Supporting humanitarian efforts

On the importance of such projects, Artyom recalled: "After months of relentless and repeated assaults, countless thousands of people in Ukraine are struggling from day to day, simply to survive and hope for an eventual end to the bloodshed and destruction. The men and women of Ukraine are paying the ultimate price with their lives, to withstand and turn back the forces that may otherwise set their sights on Europe and beyond".

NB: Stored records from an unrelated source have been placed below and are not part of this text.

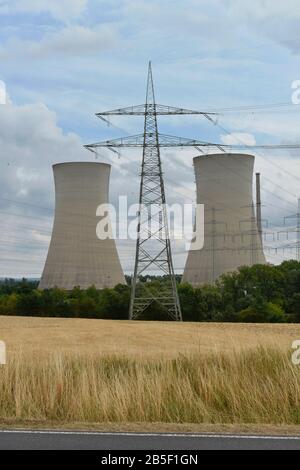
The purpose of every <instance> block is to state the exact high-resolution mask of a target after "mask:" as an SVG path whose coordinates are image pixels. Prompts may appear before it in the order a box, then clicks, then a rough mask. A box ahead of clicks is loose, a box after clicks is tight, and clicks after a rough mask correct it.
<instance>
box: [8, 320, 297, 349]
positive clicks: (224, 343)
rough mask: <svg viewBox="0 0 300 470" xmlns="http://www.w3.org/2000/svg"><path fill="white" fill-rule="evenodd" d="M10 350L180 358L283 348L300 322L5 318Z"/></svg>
mask: <svg viewBox="0 0 300 470" xmlns="http://www.w3.org/2000/svg"><path fill="white" fill-rule="evenodd" d="M0 339H1V340H3V341H5V342H6V344H7V349H8V353H10V352H22V353H24V354H29V353H37V354H38V355H39V356H40V355H41V354H43V353H46V354H48V353H49V352H59V353H61V352H66V353H76V354H94V353H96V354H109V355H110V354H120V355H126V356H128V355H129V356H132V355H135V356H141V357H143V358H145V357H154V356H155V357H157V356H162V355H163V357H165V358H166V357H168V358H172V357H177V356H178V354H179V353H181V354H193V353H199V352H200V353H207V352H219V351H221V352H232V351H234V350H236V351H240V350H246V349H249V348H255V347H257V346H263V347H276V348H280V349H281V350H283V351H287V350H288V349H290V348H291V344H292V342H293V341H294V340H295V339H300V324H299V325H284V324H277V325H271V324H269V325H258V324H247V325H246V324H236V323H235V324H229V323H182V324H176V323H172V322H171V323H168V322H167V323H164V322H162V323H158V322H146V323H144V322H129V321H110V320H84V319H63V318H27V317H1V316H0Z"/></svg>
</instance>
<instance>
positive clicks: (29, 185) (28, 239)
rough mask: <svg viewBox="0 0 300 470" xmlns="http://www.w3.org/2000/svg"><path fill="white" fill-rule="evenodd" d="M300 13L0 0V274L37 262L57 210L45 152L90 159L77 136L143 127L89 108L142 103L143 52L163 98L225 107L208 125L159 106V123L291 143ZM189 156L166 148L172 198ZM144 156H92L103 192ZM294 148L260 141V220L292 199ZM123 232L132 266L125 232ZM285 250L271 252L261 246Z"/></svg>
mask: <svg viewBox="0 0 300 470" xmlns="http://www.w3.org/2000/svg"><path fill="white" fill-rule="evenodd" d="M299 21H300V3H299V1H298V0H286V1H285V2H282V0H151V1H149V0H38V1H35V0H7V1H6V0H0V80H1V81H2V82H3V83H5V85H6V90H7V100H6V104H0V149H1V150H0V151H1V158H0V225H1V235H0V238H1V245H0V277H3V276H14V277H20V276H23V275H25V276H32V277H39V275H40V274H41V271H42V269H43V264H44V261H45V257H46V254H47V248H48V244H49V240H50V235H51V227H52V221H53V207H54V191H53V178H52V169H51V165H52V164H53V163H58V162H64V161H73V160H82V161H89V160H91V159H93V155H92V154H90V153H89V152H87V151H85V150H84V149H83V148H82V145H83V144H85V143H90V142H94V141H99V140H102V139H103V140H104V139H107V138H115V137H119V136H123V135H130V134H135V133H139V132H141V131H142V127H143V123H142V122H141V120H140V119H135V118H131V119H128V118H125V117H124V118H116V119H113V121H112V123H113V126H110V127H107V126H106V125H105V124H103V123H101V121H100V120H98V119H96V118H95V116H94V113H95V112H98V111H101V110H107V109H113V108H116V107H122V106H128V105H132V104H141V103H143V102H144V96H145V80H146V69H147V63H148V61H149V59H151V60H152V62H153V69H154V79H155V87H156V97H157V101H158V102H159V103H162V104H168V105H173V106H180V107H186V108H191V109H196V110H210V109H217V110H222V114H221V115H220V116H219V118H218V123H217V125H214V126H213V125H211V124H210V123H208V122H205V121H204V120H202V119H201V118H199V117H194V118H192V117H177V118H172V119H166V118H165V117H164V118H161V121H160V130H161V132H164V133H169V134H173V135H178V136H184V137H193V138H198V139H200V140H208V141H215V142H223V143H229V144H234V143H240V142H241V141H242V142H245V143H249V144H251V143H255V142H256V143H259V144H260V143H296V142H300V105H298V106H297V105H296V104H292V93H293V92H294V90H293V89H292V83H293V82H295V81H297V80H300V33H299ZM0 88H1V85H0ZM2 88H3V84H2ZM0 96H1V94H0ZM299 96H300V94H299ZM260 105H266V107H263V108H256V107H257V106H260ZM267 105H268V107H267ZM269 105H270V106H269ZM271 105H276V106H274V107H271ZM250 106H253V107H254V108H253V109H252V110H250V109H248V110H247V109H246V110H245V109H243V110H238V109H236V108H239V107H250ZM228 108H235V110H233V111H229V110H228ZM196 155H197V151H196V150H189V151H180V152H179V151H167V152H164V153H163V165H164V170H165V173H166V189H167V196H168V200H169V201H170V202H175V201H176V202H178V201H185V202H191V201H193V200H194V197H195V187H194V175H193V167H192V158H193V156H196ZM140 156H141V155H140V152H136V151H135V152H132V151H130V152H129V151H124V152H122V154H121V156H120V158H118V157H117V156H116V155H114V154H111V153H109V152H108V153H107V152H101V155H99V161H101V160H103V161H106V162H110V163H112V165H113V169H112V181H111V199H112V200H114V198H115V195H116V194H118V193H119V192H120V190H119V188H120V187H126V193H127V194H128V196H129V197H130V200H131V201H132V202H134V201H136V199H137V192H138V184H139V181H138V173H139V165H140ZM100 159H101V160H100ZM299 161H300V155H299V152H298V151H292V152H290V153H289V154H285V153H284V152H283V151H282V150H280V151H273V152H270V151H264V152H262V151H260V152H256V170H257V171H261V172H262V188H263V194H262V195H263V203H264V208H263V211H264V214H263V216H264V218H265V219H268V221H269V231H274V230H275V229H276V227H279V226H280V225H282V224H283V218H284V216H286V215H290V214H295V213H296V212H297V197H300V191H299V180H300V166H299ZM129 176H130V178H129ZM128 181H130V186H129V185H128ZM125 183H126V184H125ZM271 229H272V230H271ZM270 243H271V241H270ZM270 243H269V244H270ZM284 243H285V244H286V241H284ZM269 244H268V243H267V245H269ZM118 245H119V251H120V256H121V261H122V264H123V266H124V269H125V270H126V272H130V271H131V270H132V248H133V246H132V243H129V244H128V243H127V244H124V243H123V244H122V243H121V242H120V243H119V244H118ZM174 249H175V252H176V253H175V263H174V264H175V267H176V270H177V271H178V272H180V271H182V269H183V266H184V261H185V255H184V254H182V253H181V251H182V246H181V247H180V246H175V247H174ZM292 255H293V253H292V252H291V253H288V252H285V253H283V252H278V253H277V254H276V252H275V251H271V252H270V253H268V259H269V261H271V262H278V261H280V260H281V259H285V258H289V257H291V256H292Z"/></svg>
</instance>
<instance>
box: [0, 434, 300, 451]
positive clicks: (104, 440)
mask: <svg viewBox="0 0 300 470" xmlns="http://www.w3.org/2000/svg"><path fill="white" fill-rule="evenodd" d="M22 449H24V450H73V449H74V450H256V449H258V450H260V449H261V450H273V449H274V450H300V436H299V437H292V436H290V437H289V436H285V437H273V436H245V435H240V436H238V435H237V436H235V435H224V434H223V435H221V434H164V433H162V434H150V433H147V434H141V433H96V432H72V431H70V432H69V431H29V430H3V431H0V450H22Z"/></svg>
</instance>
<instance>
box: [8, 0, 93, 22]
mask: <svg viewBox="0 0 300 470" xmlns="http://www.w3.org/2000/svg"><path fill="white" fill-rule="evenodd" d="M87 4H88V0H4V1H2V2H1V5H0V14H1V13H2V14H13V13H22V12H24V13H41V12H49V13H50V14H51V15H52V16H53V17H54V18H56V19H58V20H62V21H70V20H72V19H74V18H77V17H79V15H80V14H81V13H83V11H84V10H85V8H86V7H87Z"/></svg>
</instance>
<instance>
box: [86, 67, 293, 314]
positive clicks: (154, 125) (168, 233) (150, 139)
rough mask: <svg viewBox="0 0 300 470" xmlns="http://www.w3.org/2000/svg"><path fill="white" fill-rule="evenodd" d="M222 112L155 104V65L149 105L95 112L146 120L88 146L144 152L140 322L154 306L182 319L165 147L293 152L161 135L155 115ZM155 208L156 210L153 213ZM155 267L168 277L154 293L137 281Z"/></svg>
mask: <svg viewBox="0 0 300 470" xmlns="http://www.w3.org/2000/svg"><path fill="white" fill-rule="evenodd" d="M217 114H218V113H214V112H203V111H193V110H190V109H184V108H176V107H174V106H166V105H161V104H157V103H156V102H155V94H154V86H153V77H152V68H151V63H149V69H148V80H147V94H146V103H145V104H140V105H136V106H129V107H126V108H119V109H114V110H112V111H105V112H100V113H97V114H96V116H97V117H99V118H100V119H103V120H104V121H105V122H108V120H107V119H108V118H109V117H110V116H143V117H144V132H143V134H138V135H134V136H129V137H123V138H118V139H111V140H106V141H103V142H96V143H94V144H89V145H85V148H86V149H88V150H90V151H92V152H94V153H96V149H97V148H107V149H109V150H112V151H114V152H116V150H115V149H117V150H118V149H120V148H123V147H127V148H133V147H134V148H143V160H142V171H141V183H140V199H139V203H140V204H139V207H140V210H139V214H138V216H139V222H138V231H137V243H136V259H135V269H134V277H133V281H132V291H131V301H130V312H129V318H130V319H137V318H138V317H140V316H141V314H142V313H143V312H144V311H145V310H146V309H147V308H148V307H149V306H150V305H151V304H152V303H153V302H157V303H158V304H160V305H161V306H162V307H164V309H165V310H166V311H167V313H168V314H169V316H170V318H171V319H173V320H177V321H181V320H182V314H181V309H180V303H179V299H178V292H177V286H176V279H175V274H174V267H173V262H172V253H171V244H170V236H169V227H168V218H167V213H166V196H165V188H164V180H163V172H162V164H161V156H160V149H161V148H173V147H178V148H183V147H193V148H195V149H196V150H197V151H198V152H199V151H200V152H202V149H203V150H206V151H207V150H208V149H210V148H211V147H216V148H218V149H219V150H221V151H225V149H230V150H233V149H235V150H242V149H245V150H249V148H251V149H255V148H264V149H273V148H295V146H290V145H280V146H278V145H277V146H275V145H269V146H268V145H255V146H248V145H225V144H219V143H212V142H205V141H200V140H195V139H189V138H184V137H176V136H171V135H165V134H160V133H159V132H158V125H157V116H158V115H162V116H171V115H178V116H182V115H198V116H202V117H204V118H206V119H208V120H209V121H210V122H212V123H214V122H215V121H214V117H215V116H216V115H217ZM151 209H152V210H151ZM152 268H155V270H156V273H157V274H162V275H164V276H165V278H166V280H165V282H163V283H162V285H163V286H164V287H161V288H160V289H158V290H155V288H154V286H153V283H151V282H150V283H146V282H139V278H140V276H142V275H146V274H147V270H149V269H152Z"/></svg>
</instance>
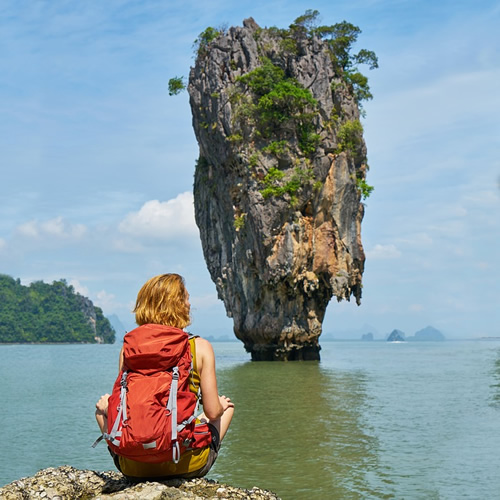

"Even if the war were to suddenly stop today, millions of people have been uprooted from their homes, with their cities and neighbourhoods in ruins. Help in the form of first aid, medicines, shelter, food, and clothing is desperately needed", he continued, adding that Artec 3D had also reached out to LUkraine asbl, a local non-profit organisation supporting Ukrainians in Luxembourg and people in Ukraine, to set up a partnership and a direct channel to provide essential items "on an ongoing basis". Artyom elaborated: "We not only made a significant donation to [LUkraine asbl] during the very first days of the war, but also launched two programmes to make our support ongoing: for every euro that our employees donate, the company doubles the amount donated, and 1% of the sale of every Leo scanner sold worldwide goes directly to LUkraine".

War experience & impact on business

Reflecting on his personal experience of the war and relocating to Germany, Eugene said: "It was not easy to move from home for me and my wife with three children and a one-day-old baby. We spent most of our time in a car in the underground [car park] when my wife was pregnant. As soon as she was operated [on] and delivered our son, our maternity hospital was damaged by bombs in the evening of its birth. So, we moved with the children from Kharkiv".

"Our elder kids and cat were evacuated by our neighbours; we had to wait for the end of curfew in [the] hospital and reunited the family in another region a day [later]. We took essential things to a car; the way to the west of Ukraine was long because of the traffic jams. We relied on the people who gave us food and shelter as well as to thousands of others who fled from the shelled regions", he continued. "We lived three days in the west of Ukraine, but we didn't feel safe. My children shuddered from loud noises of fighter jets and sirens. A schoolmate of mine invited us to Germany. They helped to accommodate and pass formalities. We have been hosted by their friends in their house".

Regarding the impact of the war on KODA's operations, Eugene explained: "Our office in Kharkiv is closed. My colleagues moved [in with] their friends, relatives or rented apartments in other parts of Ukraine. A month [later], we decided to relocate our office, computers, equipment and stock of goods to another region. Most of us work on a remote basis". He concluded: "It's a hard time for business. Logistics, banking operations, business trips and service are difficult. Many businesses are closed".